Just two-and-a-half miles away is the Log Cabin Village, which is a collection of log cabin homes from actual Texan homesteads dating back to the 1800s. There is also a blacksmith shop and a schoolhouse. Some of the furnishings are original to the homes and perhaps that is why several of them are rumored to be haunted, particularly the Foster Cabin. 

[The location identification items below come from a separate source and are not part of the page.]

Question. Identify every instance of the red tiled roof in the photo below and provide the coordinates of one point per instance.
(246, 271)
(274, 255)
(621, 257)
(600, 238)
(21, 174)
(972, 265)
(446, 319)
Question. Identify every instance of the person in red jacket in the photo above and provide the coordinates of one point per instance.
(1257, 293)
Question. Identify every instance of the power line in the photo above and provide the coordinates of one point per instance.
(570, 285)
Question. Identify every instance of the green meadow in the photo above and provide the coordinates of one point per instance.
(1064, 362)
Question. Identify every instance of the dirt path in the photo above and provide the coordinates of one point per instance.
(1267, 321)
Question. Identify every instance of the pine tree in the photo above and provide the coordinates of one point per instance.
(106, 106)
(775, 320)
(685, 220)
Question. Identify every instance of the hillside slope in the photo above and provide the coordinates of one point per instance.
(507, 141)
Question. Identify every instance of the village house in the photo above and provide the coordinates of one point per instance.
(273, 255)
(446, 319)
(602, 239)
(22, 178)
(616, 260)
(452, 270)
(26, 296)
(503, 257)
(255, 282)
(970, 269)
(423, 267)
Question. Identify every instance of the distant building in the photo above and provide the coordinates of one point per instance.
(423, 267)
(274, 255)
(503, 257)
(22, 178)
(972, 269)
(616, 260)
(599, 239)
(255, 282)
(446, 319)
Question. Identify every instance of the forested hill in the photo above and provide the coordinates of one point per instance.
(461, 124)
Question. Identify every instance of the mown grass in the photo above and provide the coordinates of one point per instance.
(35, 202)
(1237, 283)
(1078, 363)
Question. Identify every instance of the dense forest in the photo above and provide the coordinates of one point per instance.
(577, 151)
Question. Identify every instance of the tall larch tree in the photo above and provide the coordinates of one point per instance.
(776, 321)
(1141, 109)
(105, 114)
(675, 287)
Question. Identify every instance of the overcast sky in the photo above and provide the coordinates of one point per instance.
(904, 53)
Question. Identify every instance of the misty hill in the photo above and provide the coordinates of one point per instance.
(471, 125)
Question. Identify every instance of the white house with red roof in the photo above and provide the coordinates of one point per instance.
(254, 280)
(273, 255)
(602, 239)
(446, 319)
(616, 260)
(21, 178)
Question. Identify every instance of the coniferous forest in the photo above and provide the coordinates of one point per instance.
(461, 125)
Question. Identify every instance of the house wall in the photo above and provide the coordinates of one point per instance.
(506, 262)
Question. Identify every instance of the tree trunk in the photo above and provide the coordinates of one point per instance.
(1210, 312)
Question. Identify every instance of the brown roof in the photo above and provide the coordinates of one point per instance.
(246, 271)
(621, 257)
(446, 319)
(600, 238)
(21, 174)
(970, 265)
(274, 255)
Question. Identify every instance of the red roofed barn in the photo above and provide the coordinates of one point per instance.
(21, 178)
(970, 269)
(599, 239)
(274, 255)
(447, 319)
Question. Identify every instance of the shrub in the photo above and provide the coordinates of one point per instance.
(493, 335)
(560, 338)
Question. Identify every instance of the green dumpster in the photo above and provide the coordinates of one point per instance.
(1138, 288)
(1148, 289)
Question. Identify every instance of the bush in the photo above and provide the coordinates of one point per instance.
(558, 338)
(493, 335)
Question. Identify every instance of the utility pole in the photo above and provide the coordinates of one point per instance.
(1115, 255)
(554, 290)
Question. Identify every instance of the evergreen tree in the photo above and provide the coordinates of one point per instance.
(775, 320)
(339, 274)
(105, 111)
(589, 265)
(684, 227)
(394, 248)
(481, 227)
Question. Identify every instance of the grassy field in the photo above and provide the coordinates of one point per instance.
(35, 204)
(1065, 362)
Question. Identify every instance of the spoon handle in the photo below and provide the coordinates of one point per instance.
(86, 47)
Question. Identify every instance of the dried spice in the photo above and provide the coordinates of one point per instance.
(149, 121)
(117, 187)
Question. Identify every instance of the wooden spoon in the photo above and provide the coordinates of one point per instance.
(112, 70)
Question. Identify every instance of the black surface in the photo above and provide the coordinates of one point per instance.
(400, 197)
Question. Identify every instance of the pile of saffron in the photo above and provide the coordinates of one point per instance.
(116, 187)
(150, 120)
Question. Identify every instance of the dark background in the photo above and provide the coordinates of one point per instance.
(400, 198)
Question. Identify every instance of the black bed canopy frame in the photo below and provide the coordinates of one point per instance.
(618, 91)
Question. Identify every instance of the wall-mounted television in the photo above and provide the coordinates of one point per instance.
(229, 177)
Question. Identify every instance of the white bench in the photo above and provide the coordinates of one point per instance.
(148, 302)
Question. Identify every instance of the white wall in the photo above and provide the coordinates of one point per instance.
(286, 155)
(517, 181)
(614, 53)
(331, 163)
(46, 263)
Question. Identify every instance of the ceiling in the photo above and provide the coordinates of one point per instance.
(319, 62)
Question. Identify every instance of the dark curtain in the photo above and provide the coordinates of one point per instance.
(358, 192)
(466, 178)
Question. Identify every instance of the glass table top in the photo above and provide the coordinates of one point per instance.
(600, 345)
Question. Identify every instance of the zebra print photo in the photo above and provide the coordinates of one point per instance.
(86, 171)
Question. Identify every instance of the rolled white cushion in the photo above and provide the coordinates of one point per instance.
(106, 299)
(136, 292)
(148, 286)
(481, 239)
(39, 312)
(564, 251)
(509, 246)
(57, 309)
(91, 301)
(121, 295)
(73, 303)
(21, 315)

The Foster family had been cotton farmers and enslaved people had built this two-story cabin for them. Logs were fashioned from oak and cedar trees. The cabin was moved from its original spot in 1974. The main ghost here is thought to be Martha Foster who died in the cabin in 1870. People have felt cold spots, smelled the scent of lilac perfume and seen her full-bodied apparition, particularly on the second floor which is the most active part of the house. Managers closed down the upper floor because people were tearing down the stairs in fear and they were worried someone would get hurt. A guide in the house said, "It was very strange. The fire alarm started going off, and it smelled like smoke. We called the fire department, but there was no fire." A Director at the village said she had experiences in the Foster Cabin, but she wouldn't share them because she wants people to focus on the history.   

Thistle Hill House has managed to outlast all the other mansions that had once surrounded it. The mansion stands as a reminder that this spot had once been a place for the rich and influential of Fort Worth. Perhaps that is why the spirits have held onto this location. Some of the ghosts may have come here from other locations that are now lost. Are the Thistle Hill House and the Foster Cabin haunted? That is for you to decide!